Most Americans have the luxury of knowing almost nothing about tuberculosis. Because it is typically not a fact of life for us or anyone we know 99 percent of its victims are the poor residing in developing countries TB can sit comfortingly on the horizon of our awareness, perhaps colored by wisps of romanticized claptrap about John Keats and other consumptive poets whose presentiment of their looming mortality is imagined to have spiritually illuminated their genius.
TB is anything but romantic, however. It is a grindingly awful, painful, wretched affliction that preys on the weak and those already worst served by society. Roughly 5,000 more of them will die of it on the day you read this column.
This miserable state of affairs is at least an improvement over that of 1882, when TB more routinely killed one out of every seven people even in Europe and the Americas, particularly in the unhygienic, crowded cities packed by the rise of industrialism. On March 24 of that year the great microbiologist Robert Koch presented his isolation of the tuberculosis bacillus to his medical colleagues in Berlin. That date, which is commemorated annually as World TB Day, marked a turning point in humanity's struggle against the disease.

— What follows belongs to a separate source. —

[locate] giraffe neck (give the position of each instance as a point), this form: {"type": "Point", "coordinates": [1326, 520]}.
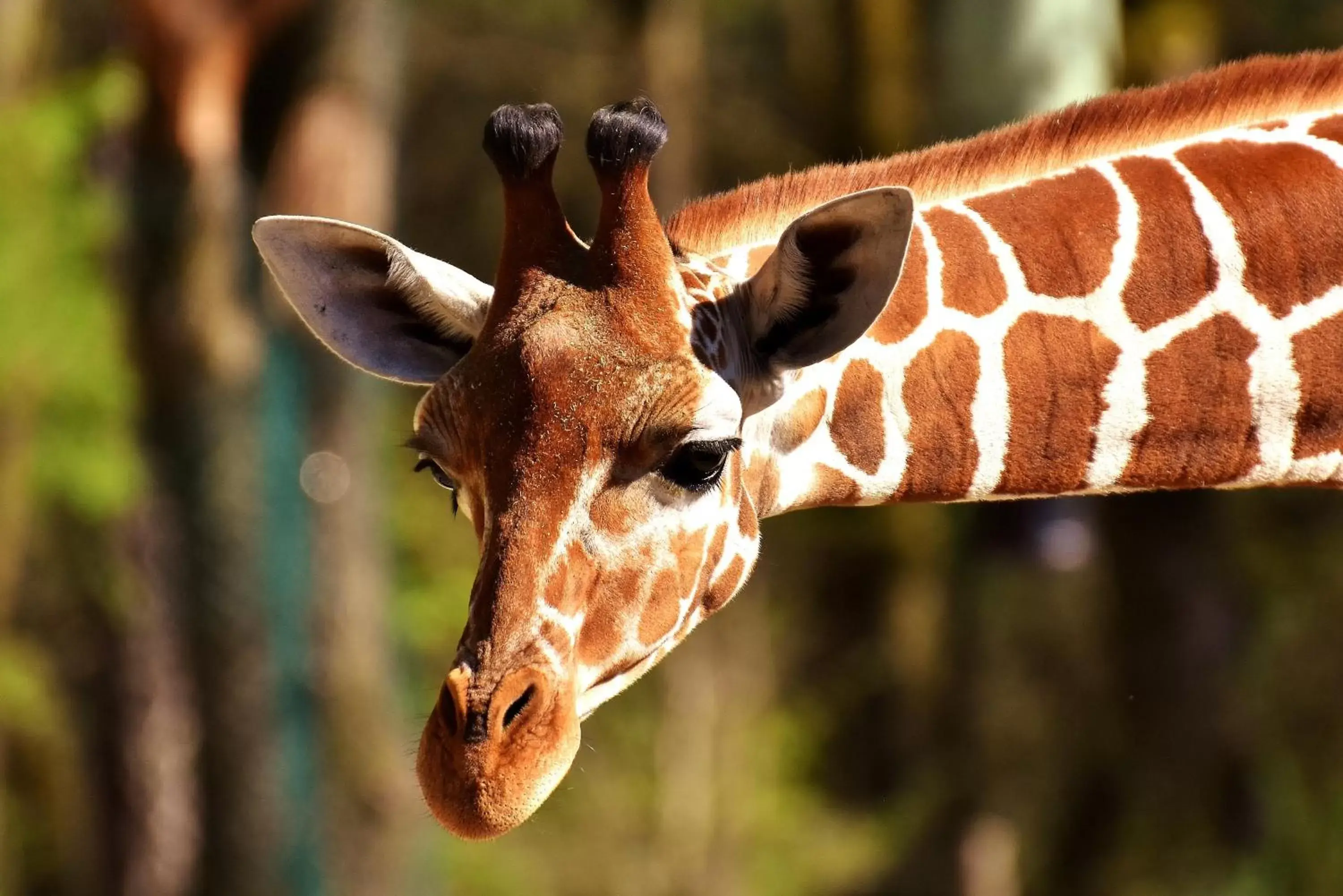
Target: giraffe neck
{"type": "Point", "coordinates": [1170, 317]}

A turning point but not a decisive victory. Because TB strikes those with weakened immune systems, it has joined forces in recent decades with HIV, the other modern infectious scourge, further complicating the management and treatment of both conditions. Moreover, TB is adept at evolving resistance to antibiotics. Health authorities have helplessly watched the emergence of both a multidrug-resistant strain that survives the two most powerful treatments and an extensively drug-resistant strain that shrugs off the second-line antibiotics as well.

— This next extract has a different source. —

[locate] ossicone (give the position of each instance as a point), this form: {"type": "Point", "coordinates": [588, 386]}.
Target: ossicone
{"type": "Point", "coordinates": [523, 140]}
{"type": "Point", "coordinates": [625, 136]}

The depleted state of medicine's arsenal against TB is all the more galling because it could and should have been avoided. TB became aggressively antibiotic-resistant because so many patients stopped taking their pills when they started to feel better a failure of both human nature and the health care system. Economics, too, has abetted TB's survival: paltry financial incentives for serving the huge but poor market of its patients have historically dulled pharmaceutical industry interest. Fortunately, as Clifton E. Barry III and Maija S. Cheung describe in "New Tactics against Tuberculosis", philanthropic and governmental grants are reinvigorating that research.

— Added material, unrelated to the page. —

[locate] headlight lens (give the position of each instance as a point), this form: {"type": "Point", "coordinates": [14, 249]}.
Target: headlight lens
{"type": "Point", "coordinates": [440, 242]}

The most promising news in Barry and Cheung's article is that scientists are beginning to understand interactions between the TB bacillus and its human hosts at the molecular level. Not only do such studies directly suggest new drug targets for future antibiotics, but they can also help the investigators develop a virtual model of TB in the body that may point to entirely novel strategies for thwarting it. Simulation might reveal the so-called emergent properties (and potential vulnerabilities) of the microorganism that are not deducible from its biochemical components.
Koch's work with TB helped to establish the germ theory as a potent tool for protecting public health. Perhaps current efforts to combat TB will prove equally useful in pioneering better ways to contain the broader health threat of antibiotic resistance, too.